- Acorda, Carlo!
- Genre: Animated series Comedy
- Created by: Juliano Enrico
- Directed by: Juliano Enrico
- Voices of: Gustavo Pereira Andrei Duarte Julia Cartier Bresson Melissa Garcia Evelyn Castro Alexandre Moreno
- Country of origin: Brazil
- Original language: Portuguese
- No. of seasons: 1
- No. of episodes: 13

Production
- Executive producer: Vivian Amadio
- Producer: Zé Brandão
- Running time: 22 minutes
- Production companies: TV Quase; Copa Studio; Netflix;

Original release
- Network: Netflix
- Release: July 6, 2023

= Wake Up, Carlo! =

Wake Up, Carlo! (Portuguese: Acorda, Carlo!) is a 2023 Brazilian animation created and directed by Juliano Enrico (also creator of Jorel's Brother) and produced by Copa Studio. It is the first Brazilian original Netflix animated series. With 13 episodes, it was made available for streaming on July 6, 2023, in 79 countries, including Brazil.

== Summary ==

The series tells the story of Carlo, a lively, playful 7-year-old boy who loves guava cookies. However, after falling under a spell, he falls into a deep sleep for 22 years. Upon waking, he realizes that the world around him has changed radically. When he reunites with his friends, who have become busy adults, Carlo begins to influence them with his childlike and playful spirit, embarking on adventures alongside Alberto, a monster who doesn't want to scare anyone, and Tatiana, a grumpy dove who can't fly.

== Reception ==

On the website Rotten Tomatoes, the first season of Wake Up, Carlo! got a 93% approval rate. On IMDb, its average rating is 8.1/10.

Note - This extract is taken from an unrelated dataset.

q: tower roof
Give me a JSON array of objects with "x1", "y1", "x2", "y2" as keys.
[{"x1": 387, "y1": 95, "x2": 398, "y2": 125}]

In an article published on the website of the Espírito Santo newspaper A Gazeta, critic Rafael Braz describes the animation as a "grand adventure, somewhat psychedelic, with lots of humor and great characters.". Journalist André Carlos Zorzi, writing for O Estado de S. Paulo, endorsed the cartoon as "a suggestion that fans of Jorel's Brother have every reason to check out.

In a review published on the Conectando Net, website, journalist Gambit Cavalcante highlights the references that Wake Up, Carlo! brings about Brazilian culture:We travel through many accents from different regions of the country; we encounter our cuisine, mainly referenced in the protagonist's love for a biscuit called "Goiabitos"; we find the musicality of funk; the famous Brazilian "jeitinho" of trying to solve problems through camaraderie; and even our resourcefulness in circumventing the censorship of an authoritarian government that insists on erasing our memories and, with them, our history.

For The Review Geek, critic Sarah Almeida described the animation as "light-hearted and enjoyable with a touch of satire"

In September 2024, Wake Up, Carlo! was nominated for an International Emmy Award in the Best Children's Animation category.